I’m a chronic malcontent, especially when it comes to our farm. If something becomes status quo, if it becomes something that everybody else is doing and we are not questioning it anymore, I start to look at it and pick at it and change it. This can sometimes cause my dad, Gary, a lot of heartburn, but every January, February and March, I start to twitch a little bit and then the crazy happens.
If you’re looking into strip-till, you’re not into farming easy. It took me 8 years to convince my dad we should strip-till all of our acres. I was strip-tilling about 2,000 acres, and he was farming about 2,000 acres using conventional tillage.
I’m a third-generation farmer from Lake Mills, Iowa, and have been farming since 2001. We started strip-tilling in 2011, and I added cover crops for the first time in 2013. We have a 65/35 corn and soybean rotation. We are committed to planting cover crops on every acre. With all the things we can do for the land and the industry and the environment, we’re proud of that.
I learned a lot about what cover crops can do for soil. That really made the adoption curve much quicker on our farm, after seeing some of the amazing stuff that could happen.
In northern Iowa, we have a very short growing season. We can’t depend on there not being snow and a frost in November, and we can’t depend on spring coming in April every year, so that makes it hard to get cover crops started.

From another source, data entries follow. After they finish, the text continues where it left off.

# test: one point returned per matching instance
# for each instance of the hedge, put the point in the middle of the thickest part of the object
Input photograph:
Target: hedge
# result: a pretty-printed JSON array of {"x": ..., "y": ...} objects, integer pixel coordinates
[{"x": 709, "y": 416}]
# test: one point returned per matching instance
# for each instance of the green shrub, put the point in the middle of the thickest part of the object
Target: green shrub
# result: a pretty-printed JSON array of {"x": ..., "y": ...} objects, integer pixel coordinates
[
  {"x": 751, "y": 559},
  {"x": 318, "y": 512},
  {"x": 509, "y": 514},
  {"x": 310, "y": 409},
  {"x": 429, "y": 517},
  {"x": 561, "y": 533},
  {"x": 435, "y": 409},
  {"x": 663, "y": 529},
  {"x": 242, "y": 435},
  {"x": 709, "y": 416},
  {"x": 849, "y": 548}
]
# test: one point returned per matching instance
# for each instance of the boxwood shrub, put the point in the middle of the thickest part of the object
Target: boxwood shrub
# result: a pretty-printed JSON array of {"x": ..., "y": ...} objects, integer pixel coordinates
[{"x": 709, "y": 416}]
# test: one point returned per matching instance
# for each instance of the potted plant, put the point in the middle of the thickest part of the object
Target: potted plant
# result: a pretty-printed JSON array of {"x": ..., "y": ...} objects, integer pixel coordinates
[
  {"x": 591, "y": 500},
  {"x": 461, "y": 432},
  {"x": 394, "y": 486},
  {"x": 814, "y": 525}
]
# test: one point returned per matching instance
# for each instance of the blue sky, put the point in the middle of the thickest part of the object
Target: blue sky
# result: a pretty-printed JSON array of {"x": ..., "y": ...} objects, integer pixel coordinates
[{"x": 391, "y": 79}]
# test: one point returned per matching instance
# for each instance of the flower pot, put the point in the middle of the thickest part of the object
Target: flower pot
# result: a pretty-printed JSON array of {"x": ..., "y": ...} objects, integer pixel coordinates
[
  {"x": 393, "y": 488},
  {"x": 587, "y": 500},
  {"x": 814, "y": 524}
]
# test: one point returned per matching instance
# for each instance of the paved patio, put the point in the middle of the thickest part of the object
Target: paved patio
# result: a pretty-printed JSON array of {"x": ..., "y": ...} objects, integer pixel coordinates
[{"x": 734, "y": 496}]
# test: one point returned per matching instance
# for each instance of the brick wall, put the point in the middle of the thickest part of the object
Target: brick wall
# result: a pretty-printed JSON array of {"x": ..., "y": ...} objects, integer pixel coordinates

“If you’re looking into strip-till, you’re not into farming easy. It took me 8 years to convince my dad we should strip-till all of our acres…” – Ben Pederson
We are still trying to figure out cover crops. We just have such a short amount of time to get our work done, so everything has to be super efficient. We did build a third bin into the new strip-tiller, as well as 2 dry fertilizer bins where we can be seeding cover crops either in the row, outside the row or across the whole toolbar, so we don’t have to make a dedicated pass.
One of the challenges we faced was moving too much soil off the top of the fall strip. We have always freshened our strips in the spring and it’s a good opportunity to put nitrogen on, since we’ve got to make that pass anyway.
We run implement steering, which is crucial if you have any rolling ground. That has been a big part of our success with the strip-till system. Implement steering helps us stay on that strip all the time. We do controlled traffic, so everything is on 60-foot or 120-foot spacings.
Complicating things is my jam, especially on a planter. Part of the challenge is that so many of the good seed hybrids work everywhere. They are kind of like one-size-fits-all hybrids, so we have been having trouble nailing that down.